On Tuesday, Jan. 9, during a public bipartisan meeting with congressional Republicans and Democrats, Donald Trump appeared to be open to endorsing an immigration deal, according to the New York Times. In a rare move, he said,

We’ll do DACA. Then we can start comprehensive immigration reform the next afternoon.

But according to CNN, he wasn't quite clear on what "doing DACA" would be — whether that would be a standalone fix, or part of the mentioned comprehensive immigration reform. The president said that the effort should be a “bipartisan bill of love,” and said he would rely on lawmakers to come up with the legislation, adding that he would still support it — even if he wasn’t “in love with it.” He said,

I think my positions are going to be what the people in this room come up with. If they come to me with things I'm not in love with, I'm going to do it. Because I respect them.

But Trump also once again tied a deal on DACA to his longstanding plans to build a border wall in Mexico, a bargain he's repeatedly said he hoped to make on immigration. That same evening, he shared on his Twitter that his proposed southern border wall would have to be included for him to approve a DACA deal.

Trump has been back-and forth in his ideas regarding DACA.

He's said some pretty mixed things about DACA, which gives temporary amnesty to around 800,000 young undocumented immigrants who arrived in the Unites States as children. The program provided them with a renewable two-year period of protection from deportation, as well as the right to work legally.

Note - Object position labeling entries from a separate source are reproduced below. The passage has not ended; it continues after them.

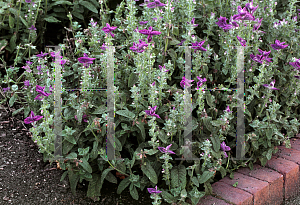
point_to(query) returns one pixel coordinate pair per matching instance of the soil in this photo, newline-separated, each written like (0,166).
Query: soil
(25,179)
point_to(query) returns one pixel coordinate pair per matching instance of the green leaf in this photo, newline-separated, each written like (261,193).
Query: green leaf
(168,197)
(85,165)
(124,183)
(269,133)
(17,111)
(24,22)
(13,99)
(111,178)
(63,176)
(51,19)
(11,21)
(269,154)
(126,113)
(78,15)
(133,192)
(73,180)
(12,42)
(223,172)
(178,177)
(149,172)
(133,78)
(174,41)
(61,3)
(205,176)
(89,6)
(72,155)
(3,44)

During an Aug. 2016 campaign speech, he promised to crack down on illegal immigration and "immediately terminate" then-President Obama's executive orders on immigration, by which he was referring to DACA. Then, in a strange plot twist, he showed sympathy for the people in the program, saying that they shouldn't be worried. In a Jan. 25, 2017 interview with David Muir, he said,

They are here illegally. They shouldn't be very worried. I do have a big heart. We're going to take care of everybody.

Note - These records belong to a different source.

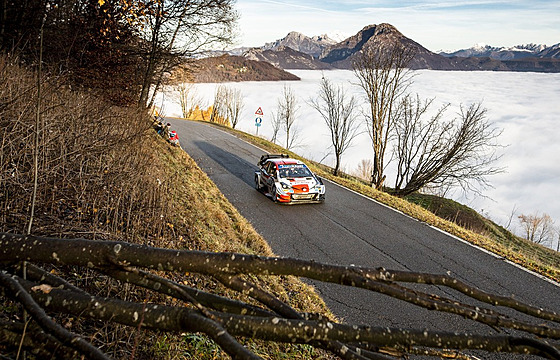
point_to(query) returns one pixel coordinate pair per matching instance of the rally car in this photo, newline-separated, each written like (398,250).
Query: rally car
(288,180)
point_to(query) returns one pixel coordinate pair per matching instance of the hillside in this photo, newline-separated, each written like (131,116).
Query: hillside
(297,51)
(226,68)
(445,214)
(119,183)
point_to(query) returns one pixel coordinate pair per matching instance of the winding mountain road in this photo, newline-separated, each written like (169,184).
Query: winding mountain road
(351,229)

But as president, he ended the program: On Sept. 3, 2017, the Trump administration announced they would end the Obama-era program, ending protections for those covered. But Trump also gave Congress a six-month window to pass a replacement before the existing program phased out. In a statement about the decision, Trump said that DACA would be resolved with "heart and compassion," but put DACA recipients after citizens. He said,

As I’ve said before, we will resolve the DACA issue with heart and compassion – but through the lawful Democratic process – while at the same time ensuring that any immigration reform we adopt provides enduring benefits for the American citizens we were elected to serve. We must also have heart and compassion for unemployed, struggling, and forgotten Americans.

Later in September 2017, it seemed like the president was for DACA, when he seemed to have struck a deal with Democratic leaders Rep. Nancy Pelosi and Sen. Chuck Schumer to protect DACA. On Sept. 13, Schumer and Pelosi made a joint announcement that Democrats and the president had reached an agreement to protect DACA in exchange for better border security, not including a wall. However, that supposed deal quickly fell through, when Trump tweeted out that "massive border security" would have to be part of a deal.

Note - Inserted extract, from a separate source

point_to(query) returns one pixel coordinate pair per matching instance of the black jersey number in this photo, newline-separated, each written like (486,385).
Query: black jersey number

And then on Dec. 29, 2017, Trump insisted he receive more from Democrats in exchange for DACA protections — namely, his border wall. He wrote in a tweet,

The Democrats have been told, and fully understand, that there can be no DACA without the desperately need WALL at the Southern Border and an END to the horrible Chain Migration & ridiculous Lottery System of Immigration etc. We must protect our Country at all cost!

Well, I guess he kind of does know what he wants — a border wall. But when it comes to DACA itself, all he really seems to want to do is use it as a bargaining chip to try to get his wall built.

So all that said, we shouldn’t get too riled up by Trump’s latest ideas in immigration reform. The next contradiction may be right around the corner.